Our prideful ego sometimes wants to think that the hole we leave when we retire will never be fully filled. That’s especially true if we’ve been in positions of great responsibility. We want to believe that we are indispensable. However, it’s surprising just how quickly someone else comes along to fill your shoes, sit in your chair, and take over your job. In some cases the position you once held is eliminated or merged with another one. It can be quite humbling.
Thankfully, I had already experienced this when I left previous churches. Soon they called a new pastor and life went on there without me. I have learned to be grateful for this. It is my deepest hope that the churches where I once served will continue to make an impact in their communities for the sake of the Kingdom. The fact that someone else is leading them is a reminder that these churches weren’t mine in the first place. They were and are individual bodies of Christ where He is the head.
So don’t let your feelings get hurt when you retire and someone takes over your old job. Instead be grateful for whatever blessings you experienced during your work years and wish the best for your successor.
You need to find what is yours to do in your current season.
I read a lot about retirement prior to making the decision. One of the things that I saw quite frequently was the warning that boredom can be a real problem once you are no longer employed on a full-time basis. It was suggested that a person needs to have some idea of what they want to do in their retirement years in order to avoid just sitting and wasting away.
For believers this has a spiritual component to it. While it may sound appealing to give our retirement years exclusively to golf or other recreational tasks, we have been called to something greater. We all have something that is ours to do that has Kingdom implications. This will vary from person to person. I’m still in the discovery phase of this myself. I am continuing to write my weekly blog, and I am working on a couple of other writing projects. But I’m open to whatever God has for me. Let me encourage you to find what is yours to do whether you are retired or not. This is what brings purpose and meaning to life.
As for me, I’m in the season of retirement. It’s something that I highly recommend.

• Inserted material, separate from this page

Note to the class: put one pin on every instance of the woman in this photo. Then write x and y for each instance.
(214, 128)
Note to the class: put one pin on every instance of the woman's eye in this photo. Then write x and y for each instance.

I am thankful that you are enjoying your retirement. Is Clella
enjoying your retirement?😂🤣We miss you two and wish you well. Ann Jordan
Thanks for your thoughts, Brian. I’m looking to join you, hopefully just after I turn 65 in December of 2022. This post is especially meaningful to me for three men’s sakes, two former pastors of mine and my brother-in-law. Though my wife and I currently attend a Lutheran church, we spent the bulk of our adult lives as United Methodists. Joe and Ken both served at Ft. Oglethorpe and were very significant in discipling me and my family. Both have served as interim pastors, and Joe continues to preach the occasional revival. Both have moved closer to grandchildren and seem to be content with their season. My brother-in-law, Lyle, however, is not doing as well. He was retired medically five years ago, and finds it difficult to even go to church, claiming he doesn’t know what he’s supposed to do. Yes, we have been concerned for a while. He doesn’t want to talk about it, refuses to seek counsel, and is sullen and argumentative when his sister or I broach the possibility of visiting our church. Our youngest grandson’s mother lost her own brother recently, and Lyle was beyond grateful to get to preach the funeral. We ask your prayers for him. I replied here because he would rightfully be angry with me for sharing this publicly, but it’s hard to watch the decline in a brother in Christ, and worse yet to see a family member, to all appearances, quit looking to Jesus for the only real help out of this. Thanks for listening, and I pray that Father will make make you fruitful in your new endeavors.